PELICULEROS

domingo, 30 de enero de 2011

Días de vino y Mac Donald´s.

Lo de arriba es el sueño de mi vida, una fuente de la que fluye vino tinto, del bueno y no del que nosotros nos rebajamos a comprar para no dañar la economía del mes. Una gozada que le hacía sentirse a uno un Dinonisios de la vida, con ganas de ponerse en pelotas y danzar por el patio andaluz de la vinoteca con apenas unos racimos de uvas alrededor de la cabeza, ajeno al frío polar y al diluvio universal que sufrimos ese día.

Ya hace unas cuantas semanas que Edu y yo viajamos hasta Ronda para ir a una cata de vinos en el centro histórico de la ciudad. Fuímos previsores, pasamos de coger el coche y nos montamos en un bus preparados para pillar una cogorza disfrazada de visita cultural a un museo, de vino pero museo al fin y al cabo.

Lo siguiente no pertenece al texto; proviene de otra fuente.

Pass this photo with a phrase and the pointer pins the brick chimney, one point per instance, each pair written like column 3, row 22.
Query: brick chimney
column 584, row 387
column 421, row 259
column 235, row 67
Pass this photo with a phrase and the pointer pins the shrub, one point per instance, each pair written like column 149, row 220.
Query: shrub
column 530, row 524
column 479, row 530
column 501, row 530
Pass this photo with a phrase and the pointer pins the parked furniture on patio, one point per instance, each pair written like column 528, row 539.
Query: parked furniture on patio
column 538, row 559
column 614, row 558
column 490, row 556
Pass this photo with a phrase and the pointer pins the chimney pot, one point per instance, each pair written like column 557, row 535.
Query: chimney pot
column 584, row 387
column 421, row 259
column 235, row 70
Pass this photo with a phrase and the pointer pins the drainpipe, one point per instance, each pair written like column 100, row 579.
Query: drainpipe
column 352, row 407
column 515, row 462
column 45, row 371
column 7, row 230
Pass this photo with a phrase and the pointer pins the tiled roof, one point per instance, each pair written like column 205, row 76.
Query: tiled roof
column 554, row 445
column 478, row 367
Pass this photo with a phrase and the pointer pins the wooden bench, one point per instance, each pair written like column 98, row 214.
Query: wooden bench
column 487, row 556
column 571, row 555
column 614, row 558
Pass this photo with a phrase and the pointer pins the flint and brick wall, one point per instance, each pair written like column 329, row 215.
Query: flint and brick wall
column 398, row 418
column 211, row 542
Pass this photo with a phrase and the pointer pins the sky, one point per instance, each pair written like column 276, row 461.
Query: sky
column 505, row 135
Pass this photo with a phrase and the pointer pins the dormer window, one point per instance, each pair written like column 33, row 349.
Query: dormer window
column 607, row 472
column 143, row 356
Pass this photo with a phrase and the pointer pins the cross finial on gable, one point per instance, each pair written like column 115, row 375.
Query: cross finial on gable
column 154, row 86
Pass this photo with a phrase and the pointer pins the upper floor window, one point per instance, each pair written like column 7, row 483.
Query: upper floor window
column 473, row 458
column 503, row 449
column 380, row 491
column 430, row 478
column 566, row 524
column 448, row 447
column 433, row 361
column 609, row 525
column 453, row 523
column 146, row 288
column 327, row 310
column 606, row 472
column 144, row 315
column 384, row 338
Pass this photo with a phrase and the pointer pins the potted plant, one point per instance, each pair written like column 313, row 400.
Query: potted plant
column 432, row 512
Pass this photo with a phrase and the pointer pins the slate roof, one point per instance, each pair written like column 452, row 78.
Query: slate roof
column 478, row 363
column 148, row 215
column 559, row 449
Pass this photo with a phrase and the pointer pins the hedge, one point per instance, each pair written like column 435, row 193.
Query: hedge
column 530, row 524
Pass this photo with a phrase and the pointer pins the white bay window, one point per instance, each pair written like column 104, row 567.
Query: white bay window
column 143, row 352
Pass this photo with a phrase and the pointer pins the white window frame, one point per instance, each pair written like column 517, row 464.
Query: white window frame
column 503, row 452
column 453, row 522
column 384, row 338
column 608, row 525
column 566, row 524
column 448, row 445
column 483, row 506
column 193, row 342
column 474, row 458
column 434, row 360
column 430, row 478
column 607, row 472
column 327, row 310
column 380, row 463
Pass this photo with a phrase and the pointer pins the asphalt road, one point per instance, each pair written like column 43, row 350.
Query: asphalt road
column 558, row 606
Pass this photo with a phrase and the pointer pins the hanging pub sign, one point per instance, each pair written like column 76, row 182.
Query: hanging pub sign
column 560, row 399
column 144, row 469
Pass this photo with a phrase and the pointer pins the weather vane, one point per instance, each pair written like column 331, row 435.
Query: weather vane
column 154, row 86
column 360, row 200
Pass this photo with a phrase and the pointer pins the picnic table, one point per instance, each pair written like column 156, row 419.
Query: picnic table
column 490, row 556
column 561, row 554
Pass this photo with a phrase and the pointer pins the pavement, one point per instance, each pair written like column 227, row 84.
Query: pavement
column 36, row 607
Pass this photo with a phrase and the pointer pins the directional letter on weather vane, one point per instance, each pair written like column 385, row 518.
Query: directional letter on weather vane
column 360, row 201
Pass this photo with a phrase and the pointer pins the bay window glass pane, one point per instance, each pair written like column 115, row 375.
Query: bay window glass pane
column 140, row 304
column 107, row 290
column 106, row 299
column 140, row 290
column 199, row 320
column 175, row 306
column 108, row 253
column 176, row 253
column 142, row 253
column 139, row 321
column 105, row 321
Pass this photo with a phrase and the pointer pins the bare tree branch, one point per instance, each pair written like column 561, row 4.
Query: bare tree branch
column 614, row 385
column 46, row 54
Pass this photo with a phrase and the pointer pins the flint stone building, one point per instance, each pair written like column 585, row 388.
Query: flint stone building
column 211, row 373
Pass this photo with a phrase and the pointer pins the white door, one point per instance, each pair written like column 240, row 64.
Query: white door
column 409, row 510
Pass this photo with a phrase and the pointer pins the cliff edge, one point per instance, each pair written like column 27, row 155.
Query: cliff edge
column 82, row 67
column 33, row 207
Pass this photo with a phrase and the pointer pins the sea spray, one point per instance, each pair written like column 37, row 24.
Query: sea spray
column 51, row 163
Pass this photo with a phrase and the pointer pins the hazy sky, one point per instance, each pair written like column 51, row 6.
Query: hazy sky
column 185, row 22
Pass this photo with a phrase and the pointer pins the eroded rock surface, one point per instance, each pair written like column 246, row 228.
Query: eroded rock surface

Fue un día agitado y extraño que a mí me recordó muchísimo al viaje de Paul Giamatti y Thomas Haden Church en la maravillosa Entre copas, de Alexander Payne, película que hay que ver al menos una vez al mes aunque sea para disfrutar del monólogo de Virginia Madsen en el que explica porqué le gusta tanto el vino.

Edu y yo emulamos a los protagonistas de Entre copas y disfrutamos de no sé cuántas variedades distintas de vino, nos rellenamos la copa cuando la camarera no nos veía, nos hicimos los entendidos y metimos las narices en las copas y dijimos que percibíamos ese "aroma afrutado" cuando realmente yo no podía casi ni respirar del resfriado que tenía a cuestas.

Nos regalaron una botella de su mejor vino y Edu y yo nos fuímos a rellenar el estómago a un Mac Donald´s intentando guardar el equilibrio en el camino ¡¡maldito empedrado del centro histórico!! Y allí decidimos hacerle un último homenaje a la película. ¿Os acordáis del final? El personaje de Paul Giamatti toca fondo y decide escaparse de la boda de su amigo, va a casa y saca del armario una botella de vino de coleccionista, un auténtico tesoro que reservaba para una ocasión especial y única. Paul coge el vino y su depresión y se va a un burger, allí rellena un vaso de plástico con el vino y se lo mete entre pecho y espalda mientras se come un vulgar menú. Momento mítico, divertidísimo y a vez amargo y tristísimo.


Decidimos hacerle un homenaje a esa gran escena de Entre copas, probablemente una de las mejores de la década y toda una lección sobre cómo mostrar el clímax de un personaje sin necesidad de escribir ni una sola línea de diálogo.

Por cierto, antes de salir del museo del vino la camerera nos dijo: "aquí la gente sale con una botella, es pisar la calle y cársele al suelo. Y los muy caraduras vuelven dentro con los cristales y pidiendo otra. Obviamente yo lo único que puedo hacer es servirles otra copa para que, al menos, la borrachera aumente y se olviden de la botella rota". Nosotros nos reímos de los pobres borrachuzos ... minutos después, nuestra botella yacía en mil pedazos en el suelo del Mac Donald´s. No comment ...

1 comentario:

Luis Chacón dijo...

pues un merecido homenaje, y seguro que con tanta cata, de lo más divertido!!